TRIBUNNEWSWIKI.COM - Mendekati hari raya Idul Fitri, nampaknya masyarakat sudah tidak lagi peduli dengan physical distancing ataupun pembatasan sosial.
Sejumlah pasar dan pusat perbelanjaan mulai ramai dipenuhi banyak orang berbelanja perlengkapan persiapan lebaran.
Peristiwa ini menjadi sangat memprihatinkan, mengingat masa pandemi Covid-19 masih berlanjut dan korban infeksi Virus Corona masih meningkat setiap hari.
Hal ini menjadi perhatian Presiden Joko Widodo (Jokowi).
Presiden Jokowi rupanya turut mengamati kondisi pasar yang mulai ramai menjelang hari raya Idul Fitri 1441 Hijriah.
Padahal, pembatasan sosial berskala besar ( PSBB) masih diterapkan untuk pencegahan virus corona yang menyebabkan Covid-19.
Baca: Ingin Menolak Kunjungan Lebaran di Tengah Pandemi Covid-19? Ada Beberapa Cara yang Bisa Dilakukan
"Saya melihat pasar-pasar tradisional saat ini mulai ramai karena banyak masyarakat yang belanja dalam rangka persiapan Hari Raya," kata Jokowi dalam rapat kabinet terbatas lewat video conference, dikutip dari Kompas.com, Selasa (19/5/2020).

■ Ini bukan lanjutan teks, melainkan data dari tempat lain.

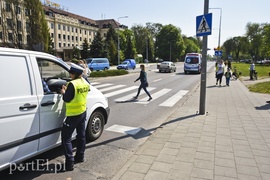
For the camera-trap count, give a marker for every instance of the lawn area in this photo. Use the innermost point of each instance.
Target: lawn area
(263, 70)
(263, 87)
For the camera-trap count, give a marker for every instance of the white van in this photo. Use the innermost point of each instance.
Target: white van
(192, 63)
(31, 119)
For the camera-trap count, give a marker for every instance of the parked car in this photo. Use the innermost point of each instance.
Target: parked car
(32, 108)
(96, 64)
(127, 64)
(167, 66)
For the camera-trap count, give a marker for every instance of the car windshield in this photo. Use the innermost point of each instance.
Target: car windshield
(192, 60)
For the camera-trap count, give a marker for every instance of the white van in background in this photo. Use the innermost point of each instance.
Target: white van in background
(31, 117)
(192, 63)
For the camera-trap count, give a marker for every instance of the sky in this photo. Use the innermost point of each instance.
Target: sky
(235, 14)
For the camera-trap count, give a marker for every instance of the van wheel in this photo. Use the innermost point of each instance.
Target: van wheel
(95, 126)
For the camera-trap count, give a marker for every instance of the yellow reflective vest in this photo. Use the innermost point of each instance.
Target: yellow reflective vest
(78, 104)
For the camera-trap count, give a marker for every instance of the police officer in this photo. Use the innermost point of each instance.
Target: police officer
(74, 95)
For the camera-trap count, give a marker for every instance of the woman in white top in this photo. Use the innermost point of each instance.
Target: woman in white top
(220, 72)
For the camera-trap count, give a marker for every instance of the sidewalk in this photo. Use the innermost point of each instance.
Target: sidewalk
(232, 141)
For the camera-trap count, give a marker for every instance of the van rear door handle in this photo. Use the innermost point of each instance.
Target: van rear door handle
(48, 103)
(28, 106)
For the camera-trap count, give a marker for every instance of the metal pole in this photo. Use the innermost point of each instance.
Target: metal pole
(204, 66)
(118, 41)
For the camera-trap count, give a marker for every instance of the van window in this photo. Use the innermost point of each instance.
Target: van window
(192, 60)
(15, 85)
(50, 69)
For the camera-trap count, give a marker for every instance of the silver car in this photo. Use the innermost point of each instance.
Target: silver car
(167, 66)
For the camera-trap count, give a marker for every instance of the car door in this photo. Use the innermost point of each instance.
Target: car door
(19, 117)
(52, 108)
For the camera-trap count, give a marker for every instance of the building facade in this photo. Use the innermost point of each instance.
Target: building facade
(67, 30)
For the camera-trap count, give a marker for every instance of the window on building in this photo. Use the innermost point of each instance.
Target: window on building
(20, 37)
(10, 36)
(19, 25)
(18, 10)
(9, 23)
(8, 7)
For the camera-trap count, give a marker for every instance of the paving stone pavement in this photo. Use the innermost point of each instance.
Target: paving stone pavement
(231, 141)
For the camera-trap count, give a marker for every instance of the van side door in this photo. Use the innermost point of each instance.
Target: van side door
(19, 115)
(52, 108)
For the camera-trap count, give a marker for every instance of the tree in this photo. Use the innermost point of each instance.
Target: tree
(97, 46)
(170, 44)
(37, 28)
(111, 42)
(254, 35)
(85, 47)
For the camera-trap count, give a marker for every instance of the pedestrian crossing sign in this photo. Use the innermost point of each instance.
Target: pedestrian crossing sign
(204, 25)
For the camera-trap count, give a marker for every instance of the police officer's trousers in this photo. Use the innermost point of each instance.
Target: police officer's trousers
(71, 123)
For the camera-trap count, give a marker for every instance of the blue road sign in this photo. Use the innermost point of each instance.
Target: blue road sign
(218, 53)
(204, 25)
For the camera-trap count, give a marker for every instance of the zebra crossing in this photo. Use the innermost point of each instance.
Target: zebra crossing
(110, 90)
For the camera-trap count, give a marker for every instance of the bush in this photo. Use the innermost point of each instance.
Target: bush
(108, 73)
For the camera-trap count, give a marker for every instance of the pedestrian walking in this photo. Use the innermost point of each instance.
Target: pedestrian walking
(74, 96)
(144, 83)
(228, 76)
(251, 70)
(219, 72)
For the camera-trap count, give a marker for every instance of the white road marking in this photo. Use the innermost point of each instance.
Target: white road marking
(154, 96)
(111, 88)
(129, 97)
(124, 129)
(94, 83)
(174, 99)
(121, 91)
(103, 85)
(157, 80)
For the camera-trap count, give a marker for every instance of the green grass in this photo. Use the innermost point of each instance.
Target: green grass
(263, 70)
(263, 87)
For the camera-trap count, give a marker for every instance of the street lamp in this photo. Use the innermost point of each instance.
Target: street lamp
(118, 42)
(219, 25)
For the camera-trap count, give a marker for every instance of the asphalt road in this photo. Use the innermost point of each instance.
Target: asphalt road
(131, 122)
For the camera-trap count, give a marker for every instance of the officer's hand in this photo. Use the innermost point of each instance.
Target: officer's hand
(63, 90)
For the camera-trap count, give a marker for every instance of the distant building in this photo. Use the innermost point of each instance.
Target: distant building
(67, 30)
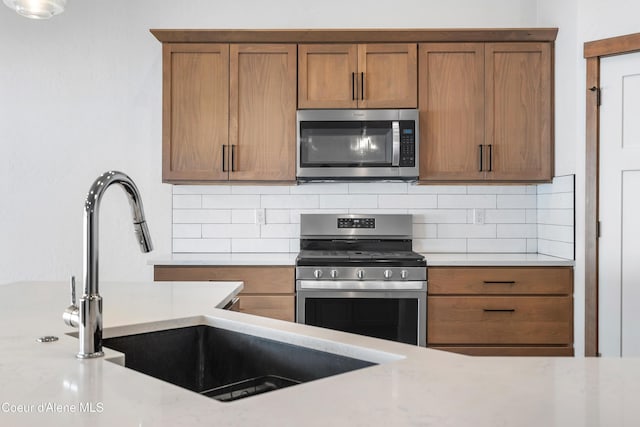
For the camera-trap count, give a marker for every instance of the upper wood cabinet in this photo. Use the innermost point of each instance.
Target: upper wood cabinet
(485, 112)
(229, 112)
(357, 75)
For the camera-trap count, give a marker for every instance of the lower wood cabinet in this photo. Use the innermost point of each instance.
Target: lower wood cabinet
(269, 291)
(501, 311)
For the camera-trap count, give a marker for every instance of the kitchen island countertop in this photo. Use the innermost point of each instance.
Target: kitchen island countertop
(44, 384)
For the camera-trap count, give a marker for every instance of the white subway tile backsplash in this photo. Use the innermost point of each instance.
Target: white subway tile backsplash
(516, 201)
(468, 231)
(517, 218)
(440, 245)
(193, 201)
(259, 189)
(193, 231)
(201, 245)
(378, 188)
(201, 189)
(407, 201)
(500, 189)
(439, 216)
(201, 216)
(243, 216)
(497, 245)
(259, 245)
(425, 231)
(559, 233)
(466, 201)
(323, 188)
(293, 201)
(278, 216)
(280, 231)
(513, 231)
(333, 201)
(556, 217)
(505, 216)
(237, 201)
(437, 189)
(217, 231)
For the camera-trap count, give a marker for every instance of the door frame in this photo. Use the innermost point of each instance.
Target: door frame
(593, 52)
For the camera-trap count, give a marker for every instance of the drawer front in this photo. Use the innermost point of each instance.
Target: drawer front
(273, 306)
(257, 280)
(499, 320)
(500, 280)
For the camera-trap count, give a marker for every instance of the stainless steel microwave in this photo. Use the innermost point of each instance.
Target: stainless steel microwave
(334, 145)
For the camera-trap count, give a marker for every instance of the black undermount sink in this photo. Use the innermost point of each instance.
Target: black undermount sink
(224, 364)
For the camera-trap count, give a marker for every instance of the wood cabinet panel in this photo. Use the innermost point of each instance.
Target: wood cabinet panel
(499, 320)
(451, 111)
(195, 111)
(273, 306)
(501, 280)
(357, 76)
(262, 117)
(538, 351)
(326, 75)
(388, 75)
(518, 111)
(257, 279)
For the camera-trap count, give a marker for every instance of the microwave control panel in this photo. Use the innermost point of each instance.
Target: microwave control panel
(407, 143)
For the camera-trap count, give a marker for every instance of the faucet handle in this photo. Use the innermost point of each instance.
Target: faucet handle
(73, 290)
(71, 314)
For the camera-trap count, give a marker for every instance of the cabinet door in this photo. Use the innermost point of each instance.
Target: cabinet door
(451, 111)
(518, 111)
(327, 75)
(387, 75)
(195, 111)
(262, 117)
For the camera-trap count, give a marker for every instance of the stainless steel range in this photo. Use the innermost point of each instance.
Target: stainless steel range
(359, 274)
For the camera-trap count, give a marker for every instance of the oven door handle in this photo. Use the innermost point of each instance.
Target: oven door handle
(363, 285)
(395, 154)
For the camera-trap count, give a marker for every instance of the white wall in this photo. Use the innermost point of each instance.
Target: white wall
(579, 21)
(81, 94)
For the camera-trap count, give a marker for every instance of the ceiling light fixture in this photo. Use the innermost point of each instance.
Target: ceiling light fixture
(37, 9)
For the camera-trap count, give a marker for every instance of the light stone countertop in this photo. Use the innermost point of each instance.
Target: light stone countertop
(411, 386)
(433, 259)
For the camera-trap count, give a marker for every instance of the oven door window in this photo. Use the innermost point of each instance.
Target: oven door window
(393, 319)
(346, 144)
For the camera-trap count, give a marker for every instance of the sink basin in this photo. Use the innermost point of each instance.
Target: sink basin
(224, 364)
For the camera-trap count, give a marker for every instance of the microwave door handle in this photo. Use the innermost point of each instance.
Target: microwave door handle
(395, 155)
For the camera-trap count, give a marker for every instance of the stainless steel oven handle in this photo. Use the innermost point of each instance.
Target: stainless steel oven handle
(363, 285)
(395, 155)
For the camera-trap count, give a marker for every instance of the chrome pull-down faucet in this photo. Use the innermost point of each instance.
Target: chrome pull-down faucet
(87, 316)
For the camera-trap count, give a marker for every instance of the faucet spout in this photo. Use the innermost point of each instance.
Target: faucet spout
(90, 307)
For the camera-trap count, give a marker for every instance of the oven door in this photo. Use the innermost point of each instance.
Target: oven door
(396, 314)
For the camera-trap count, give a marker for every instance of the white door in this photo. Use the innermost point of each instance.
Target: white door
(619, 244)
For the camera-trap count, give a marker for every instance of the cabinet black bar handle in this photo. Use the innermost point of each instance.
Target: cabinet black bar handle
(490, 157)
(233, 158)
(224, 168)
(353, 86)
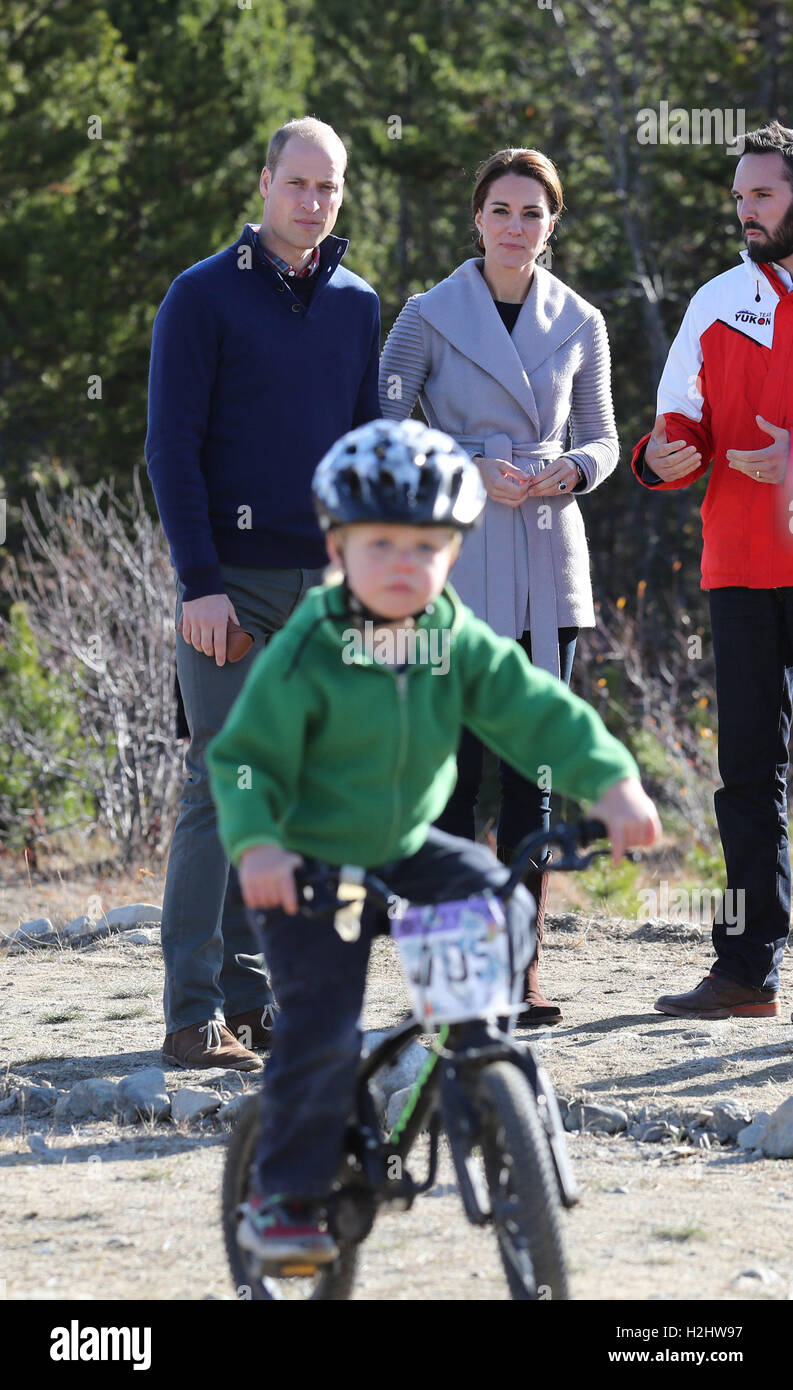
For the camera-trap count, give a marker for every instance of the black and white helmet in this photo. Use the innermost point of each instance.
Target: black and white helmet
(399, 473)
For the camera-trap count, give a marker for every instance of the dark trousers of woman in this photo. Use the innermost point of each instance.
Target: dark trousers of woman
(522, 805)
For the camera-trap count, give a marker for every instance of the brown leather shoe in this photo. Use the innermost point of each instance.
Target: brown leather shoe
(715, 997)
(253, 1029)
(209, 1044)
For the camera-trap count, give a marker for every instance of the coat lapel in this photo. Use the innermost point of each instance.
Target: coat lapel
(461, 309)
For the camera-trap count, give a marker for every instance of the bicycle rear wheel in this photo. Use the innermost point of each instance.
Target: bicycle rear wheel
(522, 1186)
(327, 1282)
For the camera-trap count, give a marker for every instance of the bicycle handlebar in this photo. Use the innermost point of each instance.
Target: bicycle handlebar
(320, 886)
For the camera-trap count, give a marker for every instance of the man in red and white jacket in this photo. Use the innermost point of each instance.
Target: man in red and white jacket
(727, 399)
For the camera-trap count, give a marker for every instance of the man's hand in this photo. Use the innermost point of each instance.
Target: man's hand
(767, 464)
(204, 624)
(503, 481)
(267, 877)
(629, 816)
(670, 460)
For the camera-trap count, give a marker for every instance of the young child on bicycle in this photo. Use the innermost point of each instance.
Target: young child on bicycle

Jokowi pun tak mempermasalahkan keramaian di pasar tersebut selama diterapkan prosedur yang ketat untuk pencegahan Covid-19.
"Saya ingin ini dipastikan ada pengaturan jarak yang baik, pakai masker, petugas di lapangan betul-betul bertugas untuk mengingatkan mengenai protokol kesehatan secara terus-menerus," kata Jokowi.
Jokowi mengingatkan kunci keberhasilan dari pengendalian penyebaran Covid-19 ini adalah kedisiplinan semua pihak.
Kemudian, masyarakat diminta disiplin untuk mencuci tangan, menjaga jarak yang aman, memakai masker, dan menghindari kerumunan dan keramaian atau konsentrasi massa.
"Saya minta protokol kesehatan betul-betul dipastikan di lapangan, terutama menjelang Idul Fitri dan pada saat nanti Idul Fitri," kata dia.
Baca: Walau Sebut Jokowi Orang Baik, Din Syamsuddin: Presiden Tak Kuasa Atasi Orang Buruk di Sekitarnya
Jokowi sebelumnya memang sempat meminta masyarakat untuk hidup berdampingan dengan Covid-19. Sebab, Organisasi Kesehatan Dunia (WHO) menyatakan terdapat potensi bahwa virus ini tidak akan segera menghilang dan tetap ada di tengah masyarakat.
"Informasi terakhir dari WHO yang saya terima bahwa meskipun kurvanya sudah agak melandai atau nanti menjadi kurang, tapi virus ini tidak akan hilang. Artinya kita harus berdampingan hidup dengan Covid," kata Jokowi pada Jumat pekan lalu.
Kepala Negara menegaskan, hidup berdampingan dengan Covid-19 bukan berarti menyerah dan menjadi pesimis.
Justru dari situlah menjadi titik tolak menuju tatanan kehidupan baru masyarakat untuk dapat beraktivitas kembali sambil tetap melawan ancaman Covid-19 dengan menerapkan protokol kesehatan secara ketat.
Pasar Anyar Bogor dipadati masyarakat
Sebuah video berdurasi 31 detik mendadak viral di media sosial Twitter lantaran memperlihatkan lautan manusia di tengah pandemi corona.
Dari video tersebut terlihat banyak motor dan pengunjung datang dan berdesekan di sebuah pasar.
Tidak hanya itu, para pengendara motor dan pengunjung pasar tersebut juga menunjukkan kondisi pasar yang penuh sesak dengan lautan manusia.